Dean Koontz's Marketing

Before I get to Dean Koontz, a quick update on the Big Honkin' Chickens Club web page. I've now added html code for easy copy and paste of the logo into your own blog.

Now for the big DK. As someone who's always got an eye out for interesting marketing ideas, I think Koontz's email updates are very effective. (You can sign up for them here.) Koontz always displays his typical sense of humor as he tells about his upcoming book. Currently that would be Odd Hours, #4 about his popular Odd Thomas character, who sees dead people. Including some famous ones, such as Elvis. And just ordinary critters, such as a dog. (Although Koontz would surely contend with my calling any canine "ordinary.") Often Odd's dead people appear because they want some sort of justice.

Odd's a young, likable guy, quite self effacing. Carries deep pain of his own (the story in book #1.) Between book s3 and 4, Odd apparently had another adventure, one that his pal Koontz decided not to put into a book, but rather tell through a series of webisodes. Koontz's first e-newsletter about Odd Hours carried a link to the first webisode. Of course, it ends with a cliffhanger. The second was put up about a week later, noticed by a second email. Now there's a third. I'm waiting for the grand finale to go live.

Very cool marketing. An interesting tactic. Not even focusing on Odd Hours itself, but the character of Odd. The idiosyncrasies of that character are so compelling that it makes you excited for book 4.

You can view the webisodes here.


Pam Halter said...

That sounds very cool ... I'm going to check it out!

Grady Houger said...

This post is some 5 days old now, it only got one comment? Amazing.
This sort of marketing is fascinating in its sensitivity to why people read fiction. If you can show people a character and setting they are interested in, of course they will buy continuing books. This is what sustains comic book and tv popularity. Internet distribution just fits the current expectation of quality for free.
My wonderment is whether a free miniseries is a tactic effective only for an established author, of if a beginning writer could find it successful as well.

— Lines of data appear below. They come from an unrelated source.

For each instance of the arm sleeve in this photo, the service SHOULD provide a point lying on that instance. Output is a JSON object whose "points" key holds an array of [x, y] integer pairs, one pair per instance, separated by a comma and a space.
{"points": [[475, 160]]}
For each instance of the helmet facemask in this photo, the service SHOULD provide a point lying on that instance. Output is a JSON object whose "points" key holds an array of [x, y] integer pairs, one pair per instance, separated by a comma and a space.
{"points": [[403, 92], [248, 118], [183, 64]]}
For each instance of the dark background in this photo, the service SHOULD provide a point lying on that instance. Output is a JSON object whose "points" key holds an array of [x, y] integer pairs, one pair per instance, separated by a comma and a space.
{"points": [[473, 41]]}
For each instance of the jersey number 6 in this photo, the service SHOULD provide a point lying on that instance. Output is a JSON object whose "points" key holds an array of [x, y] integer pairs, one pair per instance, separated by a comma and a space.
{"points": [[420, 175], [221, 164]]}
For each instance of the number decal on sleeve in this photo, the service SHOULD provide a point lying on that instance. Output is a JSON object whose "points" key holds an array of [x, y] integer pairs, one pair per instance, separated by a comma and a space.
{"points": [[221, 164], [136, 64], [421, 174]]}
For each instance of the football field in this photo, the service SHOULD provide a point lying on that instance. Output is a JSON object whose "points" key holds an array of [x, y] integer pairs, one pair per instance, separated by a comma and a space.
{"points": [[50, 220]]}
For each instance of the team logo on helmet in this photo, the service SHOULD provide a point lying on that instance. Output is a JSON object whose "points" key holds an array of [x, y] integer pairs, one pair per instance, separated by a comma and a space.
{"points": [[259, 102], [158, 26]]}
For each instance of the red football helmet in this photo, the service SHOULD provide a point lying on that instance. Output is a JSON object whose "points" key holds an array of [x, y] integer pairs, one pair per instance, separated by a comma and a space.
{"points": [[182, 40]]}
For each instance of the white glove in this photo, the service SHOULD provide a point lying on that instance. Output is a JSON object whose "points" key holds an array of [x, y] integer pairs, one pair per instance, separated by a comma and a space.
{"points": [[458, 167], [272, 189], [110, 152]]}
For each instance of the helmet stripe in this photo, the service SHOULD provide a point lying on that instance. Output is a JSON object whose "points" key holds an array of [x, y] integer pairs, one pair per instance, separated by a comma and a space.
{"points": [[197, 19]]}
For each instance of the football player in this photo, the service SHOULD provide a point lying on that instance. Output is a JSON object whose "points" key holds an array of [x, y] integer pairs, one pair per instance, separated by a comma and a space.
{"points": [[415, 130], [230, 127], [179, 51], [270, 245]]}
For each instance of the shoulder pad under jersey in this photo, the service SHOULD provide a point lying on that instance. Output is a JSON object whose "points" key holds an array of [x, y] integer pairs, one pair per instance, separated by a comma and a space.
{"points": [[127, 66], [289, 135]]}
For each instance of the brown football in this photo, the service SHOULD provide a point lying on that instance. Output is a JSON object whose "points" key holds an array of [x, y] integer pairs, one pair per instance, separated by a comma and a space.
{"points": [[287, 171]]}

~ Brandilyn Collins said...

I suppose it would work for a fairly new author whose first book did well, and lots of readers love the character. For a brand new author, I don't know what would drive views of the miniseries. Koontz has a huge list of newsletter subscribers he can reach out to at any time with info like this.

D. Gudger said...

Okay, Brandilyn, you gotta have an anti-BHCC logo for those of us who love the high body counts and enjoy laughing at - I mean with the BHCs :D

I'd put the logo on my blog, but you know I LOVE your books.